Fatima Catarro
How did you get into this career?
My first post as an occupational therapist (OT) working for the MoD was at the Defence Medical Rehabilitation Centre (Headley Court). Through my work at DMRC, my occupational medicine (OM) consultants and occupational health nurse (OHN) peers were able to see the added value that an OT could bring to the occupational health (OH) capability, and I was invited to expand the role of OT into OH. Following success in the initial implementation, we have been able to employ more OTs within our OH teams to support service personnel across the UK. ...
What qualifications are needed?
OTs are equipped with skills at an undergraduate level that allow us to seamlessly transition into OH. Our dual training helps us to support workers with both mental health and physical issues. Our professional foundation is underpinned by skills that allow OTs to translate functional gains attained in a rehabilitation setting into a dynamic work environment. We are equipped with skills to adapt tasks or work environments to maximise work engagement and minimise risk of physical or psychological re-injury. OT foundation training encompasses assessing and intervening within a biopsychosocial model – a model of practice that is well aligned to an MDT OH delivery. As the military might say, “It says it on the tin” meaning that our protected professional title already encompasses occupation.
What is a typical day for you?
Close collaborative working with medical centres (GPs), physical and psychological rehabilitation services to maximise recovery and ensure goals and expectation management is aligned for the service person. Working within an MDT team to ensure we utilise our skills and expertise for the benefit of the service person. Maintaining close relationships with the chain of command (line mangers) to ensure understanding of the employment demands and the uniqueness of the work role. Working closely with service personnel within their unique work environments to maximise employment where clinically indicated.
Best part of job?
The great thing about being an OT within an Army Occupational Health team is that every day is different. I can be on a firing range one day assessing soldiers’ ability to safely handle and fire their weapons within their employment policy despite their clinical condition, and the next day I can be assessing the job demands of the tank operator to inform the employer how to maximise his employment whilst considering current restrictions. I can be asked to deliver a functional capacity evaluation which can inform appropriate rehab goal setting, or to observe and measure function of a soldier, rather than a reliance on self-reported level of functions. Additionally, working with passionate peers, who see the value of IDT working makes for an amazing workplace.

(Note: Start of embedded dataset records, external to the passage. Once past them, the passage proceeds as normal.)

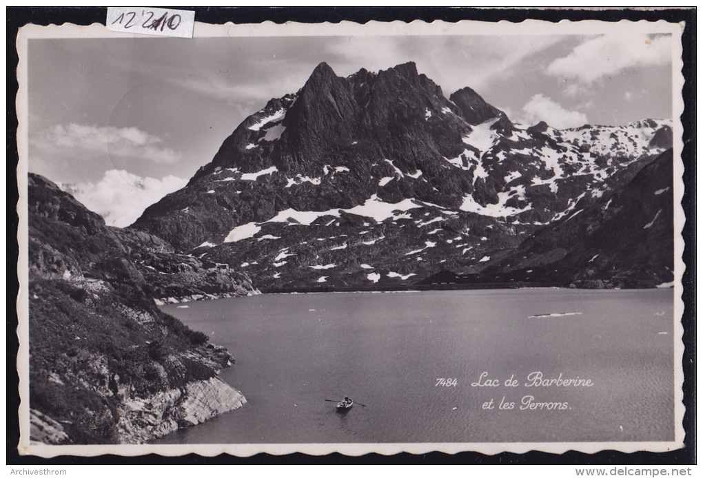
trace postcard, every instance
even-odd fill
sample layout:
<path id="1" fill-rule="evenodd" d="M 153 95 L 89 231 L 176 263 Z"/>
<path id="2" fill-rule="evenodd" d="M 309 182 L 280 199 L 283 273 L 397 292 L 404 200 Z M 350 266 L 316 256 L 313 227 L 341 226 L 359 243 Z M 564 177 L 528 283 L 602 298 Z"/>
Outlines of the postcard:
<path id="1" fill-rule="evenodd" d="M 113 20 L 18 39 L 20 454 L 683 446 L 683 25 Z"/>

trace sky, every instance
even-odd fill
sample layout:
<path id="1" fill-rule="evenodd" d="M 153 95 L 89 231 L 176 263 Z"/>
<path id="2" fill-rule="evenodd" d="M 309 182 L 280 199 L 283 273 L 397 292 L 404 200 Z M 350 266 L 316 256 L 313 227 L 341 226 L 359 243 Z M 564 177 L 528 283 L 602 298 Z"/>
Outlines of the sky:
<path id="1" fill-rule="evenodd" d="M 514 122 L 671 117 L 670 35 L 29 40 L 29 170 L 118 226 L 185 186 L 271 98 L 326 62 L 339 76 L 414 61 L 446 97 L 470 86 Z"/>

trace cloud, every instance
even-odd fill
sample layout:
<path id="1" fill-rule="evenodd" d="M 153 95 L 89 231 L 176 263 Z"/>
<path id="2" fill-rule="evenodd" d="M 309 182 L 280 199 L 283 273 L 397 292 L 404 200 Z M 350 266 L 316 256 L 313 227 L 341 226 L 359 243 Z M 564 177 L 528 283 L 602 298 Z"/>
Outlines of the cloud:
<path id="1" fill-rule="evenodd" d="M 671 60 L 670 35 L 603 35 L 578 45 L 550 63 L 546 71 L 590 84 L 627 68 L 662 66 Z"/>
<path id="2" fill-rule="evenodd" d="M 96 183 L 59 186 L 86 207 L 102 216 L 108 226 L 125 227 L 134 222 L 147 207 L 183 188 L 187 182 L 175 176 L 157 179 L 143 178 L 122 169 L 110 169 Z"/>
<path id="3" fill-rule="evenodd" d="M 164 141 L 138 128 L 115 128 L 70 123 L 57 124 L 37 138 L 41 149 L 56 148 L 73 151 L 108 153 L 118 157 L 134 157 L 160 164 L 174 164 L 180 155 L 164 145 Z M 77 157 L 82 155 L 77 155 Z"/>
<path id="4" fill-rule="evenodd" d="M 575 128 L 588 122 L 583 113 L 569 111 L 542 94 L 536 94 L 531 98 L 522 107 L 522 122 L 534 124 L 543 121 L 557 129 Z"/>

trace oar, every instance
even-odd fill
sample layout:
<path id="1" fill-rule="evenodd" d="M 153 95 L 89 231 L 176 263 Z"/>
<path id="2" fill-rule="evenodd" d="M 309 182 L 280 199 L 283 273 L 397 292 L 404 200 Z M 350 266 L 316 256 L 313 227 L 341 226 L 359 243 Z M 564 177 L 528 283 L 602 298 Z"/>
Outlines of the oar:
<path id="1" fill-rule="evenodd" d="M 344 400 L 330 400 L 329 399 L 325 399 L 325 401 L 336 401 L 336 402 L 340 402 L 340 401 L 344 401 Z M 352 400 L 352 401 L 353 403 L 356 403 L 356 404 L 358 404 L 358 405 L 361 405 L 361 406 L 368 406 L 368 405 L 364 405 L 363 403 L 359 403 L 358 401 L 356 401 L 356 400 Z"/>

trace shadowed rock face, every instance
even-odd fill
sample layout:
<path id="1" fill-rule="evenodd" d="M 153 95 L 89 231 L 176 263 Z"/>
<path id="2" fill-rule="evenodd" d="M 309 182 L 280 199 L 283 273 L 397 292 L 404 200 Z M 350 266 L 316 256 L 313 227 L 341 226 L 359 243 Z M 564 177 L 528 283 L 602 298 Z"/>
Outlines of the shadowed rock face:
<path id="1" fill-rule="evenodd" d="M 246 294 L 248 278 L 27 182 L 32 439 L 142 443 L 240 406 L 216 377 L 229 353 L 155 300 Z"/>
<path id="2" fill-rule="evenodd" d="M 583 202 L 479 274 L 425 283 L 539 283 L 653 288 L 673 280 L 673 161 L 669 150 L 619 190 Z"/>
<path id="3" fill-rule="evenodd" d="M 321 63 L 132 227 L 262 288 L 476 273 L 628 183 L 670 123 L 527 127 L 470 88 L 447 99 L 414 63 L 346 78 Z"/>

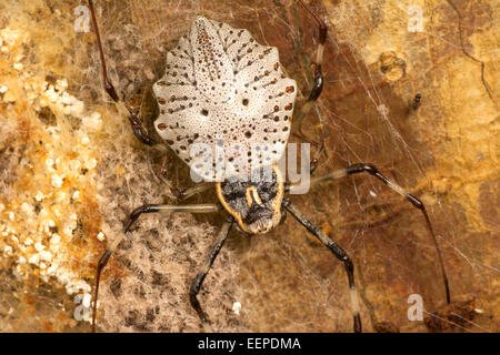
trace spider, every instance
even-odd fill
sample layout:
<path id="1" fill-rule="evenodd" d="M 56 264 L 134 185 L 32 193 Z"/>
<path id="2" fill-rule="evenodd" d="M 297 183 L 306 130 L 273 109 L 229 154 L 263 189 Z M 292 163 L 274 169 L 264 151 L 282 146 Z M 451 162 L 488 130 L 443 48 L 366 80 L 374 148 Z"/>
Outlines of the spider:
<path id="1" fill-rule="evenodd" d="M 202 141 L 211 145 L 219 145 L 220 143 L 220 145 L 226 148 L 223 140 L 218 141 L 210 135 L 212 132 L 220 133 L 222 131 L 224 139 L 232 138 L 237 143 L 249 145 L 256 142 L 262 143 L 274 133 L 277 140 L 271 145 L 273 149 L 273 155 L 271 154 L 271 156 L 273 159 L 271 163 L 267 164 L 270 168 L 270 179 L 257 181 L 243 179 L 248 172 L 241 172 L 238 163 L 244 162 L 244 160 L 248 160 L 250 163 L 251 159 L 248 158 L 250 154 L 248 156 L 246 154 L 244 156 L 230 154 L 229 161 L 237 161 L 234 163 L 237 174 L 217 182 L 218 203 L 191 205 L 144 204 L 133 210 L 124 223 L 123 233 L 108 245 L 98 262 L 92 314 L 93 332 L 96 331 L 96 311 L 101 272 L 111 254 L 117 250 L 118 244 L 141 214 L 156 212 L 213 213 L 221 210 L 228 213 L 227 220 L 221 226 L 216 242 L 203 266 L 192 281 L 189 291 L 191 306 L 206 328 L 209 328 L 210 321 L 200 305 L 198 294 L 231 230 L 237 227 L 250 235 L 264 234 L 282 223 L 287 213 L 289 213 L 343 263 L 351 293 L 353 331 L 362 331 L 354 282 L 354 267 L 351 258 L 339 244 L 313 225 L 286 197 L 286 194 L 293 189 L 293 184 L 283 181 L 281 171 L 276 164 L 287 145 L 290 131 L 300 131 L 302 120 L 311 111 L 323 88 L 321 64 L 328 28 L 303 0 L 300 0 L 300 2 L 318 26 L 318 49 L 314 61 L 313 87 L 302 108 L 294 116 L 292 116 L 292 109 L 297 92 L 296 82 L 287 78 L 282 72 L 276 48 L 266 48 L 258 44 L 246 30 L 233 29 L 228 24 L 198 17 L 191 27 L 190 36 L 181 38 L 178 48 L 167 55 L 166 74 L 153 85 L 160 109 L 160 115 L 154 125 L 163 141 L 180 159 L 190 165 L 191 170 L 203 175 L 204 168 L 207 168 L 204 165 L 208 164 L 208 168 L 210 168 L 210 165 L 214 166 L 216 164 L 212 161 L 208 163 L 206 161 L 207 164 L 204 165 L 203 162 L 199 165 L 196 164 L 187 149 L 194 141 Z M 117 104 L 121 103 L 126 106 L 132 131 L 139 141 L 147 145 L 159 144 L 142 128 L 139 118 L 133 113 L 132 109 L 124 101 L 120 100 L 114 87 L 108 79 L 106 58 L 92 0 L 89 0 L 89 8 L 107 93 Z M 241 65 L 243 61 L 244 63 Z M 247 68 L 250 69 L 246 72 Z M 251 80 L 246 80 L 249 77 Z M 271 78 L 274 79 L 271 80 Z M 266 93 L 263 99 L 262 95 L 259 95 L 261 92 Z M 273 108 L 270 113 L 266 111 L 269 110 L 268 106 Z M 250 111 L 246 111 L 247 109 Z M 229 114 L 232 113 L 232 116 L 227 116 L 228 111 Z M 247 121 L 243 123 L 242 116 L 246 113 L 253 115 L 247 118 Z M 262 113 L 264 114 L 262 115 Z M 276 124 L 274 130 L 270 132 L 268 129 L 272 124 Z M 262 161 L 260 163 L 262 164 Z M 317 165 L 318 159 L 314 158 L 310 163 L 311 174 Z M 377 178 L 391 190 L 402 195 L 422 213 L 429 235 L 437 250 L 446 298 L 449 304 L 450 290 L 441 251 L 426 207 L 418 197 L 386 178 L 374 165 L 368 163 L 352 164 L 324 176 L 314 178 L 311 180 L 311 185 L 359 173 L 368 173 Z M 186 200 L 196 193 L 208 190 L 210 186 L 210 184 L 201 183 L 183 192 L 178 192 L 178 199 Z"/>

Most challenging part of job?
Integrating a new set of skills into a traditionally nurse and doctor service has presented some difficulties. Language has often caused the greatest challenge. It became very apparent that although we use similar terminology, our products often vary considerably. For example, a workplace assessment to my OHN peers often refers solely to a DSE assessment however for OTs it means a holistic approach to the assessment of the workplace and job demands, ergonomic and human factors, the cultural and socio-environmental factors. Within Army OH, there has been a greater acknowledgement that OTs have specialist skills that can have a positive impact to the care of soldiers and enhances this overall delivery of OH services.
Why would you encourage OTs to choose a career in OH?
I would encourage OTs into this role as it is well aligned with our training, and our professional skills can greatly contribute to the health of the workforce. As an OT, if you have completed a home assessment, then you can complete a workplace assessment, if you understand activity and task analysis then you can undertake a job demand analysis, if you can grade rehabilitation goals then you can produce a return to work programme that looks at more than just graduated hours at work, if you have ever assessed someone’s function to make a cup of tea in the OT kitchen then you can assess a soldier’s function to safely fire his weapon.
Any final thoughts?
The uniqueness of the role has encouraged us to look at the utility of OT skills across the whole spectrum of OH delivery within the Army, from recruitment through to the use of job demand analysis to strategically inform redeployment of service personnel.
The cost benefit of employing an OT who is dual trained, who has a good understanding of activity analysis and skills in workplace/task adaptations, means that any OH provider has a skilled clinician ready to deliver without the need for further training. The one-stop shop that is an OT makes for good value for money for the OH provider but ultimately for the service person/employer. OTs are ‘ready-made’ OH clinicians.